Did you miss that bit?

harsh1224
Jun '22
1

Completely man!!!
Thanks a lot!

I thought imma never get a reply on spoj forums…

harsh1224
Jun '22
simes

@simes Thanks for helping. Bro I just modified the code into multisource dijkstra
Still getting WA. can you please provide some crucial testcases.

#include<bits/stdc++.h>
using namespace std;

// # = 35
// @ = 64
// . = 46
// s = 115

int n,m,j; 
const int N = 100;
const int INF = 9;
vector<int> g[N];
int vis[N][N];
pair<int,int> dist[N][N];
vector<pair<int,int>> exits;

vector<pair<int,int>> movements = {
    {0,1},{0,-1},{1,0},{-1,0}
};

bool isvalid(int i, int j){
    return i>=0 && j>=0 && i<n && j<m;
}

void bfs(){
    int sourcei,sourcej;
    set<pair<int,pair<int,int>>> q;

    for(auto pr:exits){
        sourcei = pr.first;
        sourcej = pr.second;
        q.insert({0,{sourcei,sourcej}});
        dist[sourcei][sourcej] = {0,INF};
    }

    while(q.size()>0){
        auto curr_v = *q.begin();
        int curr_i = (curr_v.second).first;
        int curr_j = (curr_v.second).second;
        int spikes = curr_v.first;
        q.erase(q.begin());

        if(vis[curr_i][curr_j]) continue;
        vis[curr_i][curr_j] = 1;

        for(auto m : movements){
            int child_i = curr_i + m.first;
            int child_j = curr_j + m.second;
            int spikec = spikes;
            if(!isvalid(child_i,child_j)) continue;
            if(g[child_i][child_j] == 115) spikec = spikes+1;
            if(vis[child_i][child_j]) continue;
            if(g[child_i][child_j]==35) continue;

            if(dist[child_i][child_j].second > spikec){
                dist[child_i][child_j] = {(dist[curr_i][curr_j].first +1),spikec};
                q.insert({spikec , {child_i,child_j}});
            }
        }
    }
}

int main(){
    cin>>n>>m>>j;
    int end_j,end_i;

    for (int i = 0; i < N; ++i){
        for (int j = 0; j < N; ++j){
            dist[i][j].second = INF;
            dist[i][j].first = 0;
        }
    }

    for (int i = 0; i < n; ++i){
        for (int j = 0; j < m; ++j){
            char x; cin>>x;
            g[i].push_back((int)x);
            if(x=='@') {
                exits.push_back({i,j});
            }
            if(x=='x'){
                end_i = i;
                end_j = j;
            }
        }
    }
    
    bfs();

    // for (int i = 0; i < n; ++i)
    // {
    //     for (int j = 0; j < m; ++j)
    //     {
    //         cout<<dist[i][j].first<<","<<dist[i][j].second<<" ";
    //     }cout<<endl;
    // }

    if(dist[end_i][end_j].second <= (int)j/2) cout<<"SUCCESS"<<endl;
    else cout<<"IMPOSSIBLE"<<endl;

    return 0;
}
simes
Jun '22

I can’t find a test case that fails, but I think I’ve spotted the problem. Consider a test case like this.

4 3 0
@#@
s#.
…
#x#

Now imagine the next position to be considered is r3c2, and for the sake of argument, say the current route came past the single spike. The treasure is reachable, but the spike limit is breached. However, the position r3c2 is marked as visited.

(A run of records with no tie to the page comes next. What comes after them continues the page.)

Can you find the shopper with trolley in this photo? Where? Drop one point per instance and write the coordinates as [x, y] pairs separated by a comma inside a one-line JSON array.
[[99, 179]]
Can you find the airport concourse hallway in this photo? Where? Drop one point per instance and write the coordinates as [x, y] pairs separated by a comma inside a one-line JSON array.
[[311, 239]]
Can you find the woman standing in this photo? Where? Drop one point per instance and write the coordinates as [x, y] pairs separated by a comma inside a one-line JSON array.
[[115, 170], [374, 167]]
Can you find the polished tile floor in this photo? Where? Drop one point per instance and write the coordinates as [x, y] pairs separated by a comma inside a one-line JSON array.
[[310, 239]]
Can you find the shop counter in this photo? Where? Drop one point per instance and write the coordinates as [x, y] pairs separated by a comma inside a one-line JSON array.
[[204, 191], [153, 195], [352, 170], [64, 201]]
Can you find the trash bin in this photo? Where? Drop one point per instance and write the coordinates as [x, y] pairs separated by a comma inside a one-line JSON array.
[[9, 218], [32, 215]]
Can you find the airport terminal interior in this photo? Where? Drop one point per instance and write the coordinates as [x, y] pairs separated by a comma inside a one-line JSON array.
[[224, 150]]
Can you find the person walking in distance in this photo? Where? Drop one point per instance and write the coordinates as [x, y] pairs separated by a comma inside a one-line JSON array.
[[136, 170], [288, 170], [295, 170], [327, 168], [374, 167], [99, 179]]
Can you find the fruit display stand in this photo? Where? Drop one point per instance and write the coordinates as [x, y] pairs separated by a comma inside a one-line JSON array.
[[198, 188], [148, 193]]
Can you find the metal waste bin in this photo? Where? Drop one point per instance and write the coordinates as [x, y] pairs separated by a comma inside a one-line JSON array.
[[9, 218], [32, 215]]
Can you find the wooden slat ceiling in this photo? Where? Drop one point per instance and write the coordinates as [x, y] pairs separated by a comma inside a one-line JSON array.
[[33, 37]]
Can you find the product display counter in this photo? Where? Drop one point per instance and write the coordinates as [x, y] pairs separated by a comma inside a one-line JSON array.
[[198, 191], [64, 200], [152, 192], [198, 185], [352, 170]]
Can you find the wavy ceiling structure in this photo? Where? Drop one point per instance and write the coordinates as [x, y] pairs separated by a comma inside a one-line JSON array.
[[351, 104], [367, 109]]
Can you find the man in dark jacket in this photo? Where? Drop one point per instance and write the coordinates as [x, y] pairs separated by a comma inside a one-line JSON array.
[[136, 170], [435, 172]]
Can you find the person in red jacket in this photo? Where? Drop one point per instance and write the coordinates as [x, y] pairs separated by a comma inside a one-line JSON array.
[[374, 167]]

So, when the other route to the treasure, the one without the spike, reaches the same r3c2 position, it reaches this line:

if(vis[child_i][child_j]) continue;

finds the position has already been visited, and so doesn’t reach the treasure.

Now I can’t make this happen, but I think it can. It depends on the order that the queued items are processed, which depends on the order they’re extracted from the set. (btw, why use a set for the queue, rather than the more usual queue or vector?)

harsh1224
Jun '22

Thankyou for replying simes! I got your point.
But this has already been taken care of. you can try printing the entire distance array (the commented out code in main() function ). And the dijkstra is implemeted such a way that it will always choose the shortest “spike path”

I dont know what testcases are failing hope that some admin will reply soon. @adminek123 @admins

Its the way dijkstra works iguess. coz if I use queue, evrytime I’ll have to run an O(N) loop to extract the minimum element, while its less expensive if we use set.

simes
Jun '22
1

Ah I see, I hadn’t spotted that. I’m more used to seeing a priority queue used for that.

Edit: one of the comments seems to suggest you need to handle test cases with no treasure. I’m not convinced, but might be worth a try.

harsh1224
Jun '22

This was the problem bro! @simes
INF was supposed to be 1e9+10 while I set it to 9 while dry running the code (for the sake of avoiding big numbers)

Now it is accepted. LOL

That seems more of a typo.

BTW Thanks a lot for supporting!

simes
Jun '22

Well that explains it… I’m disappointed I didn’t spot it though!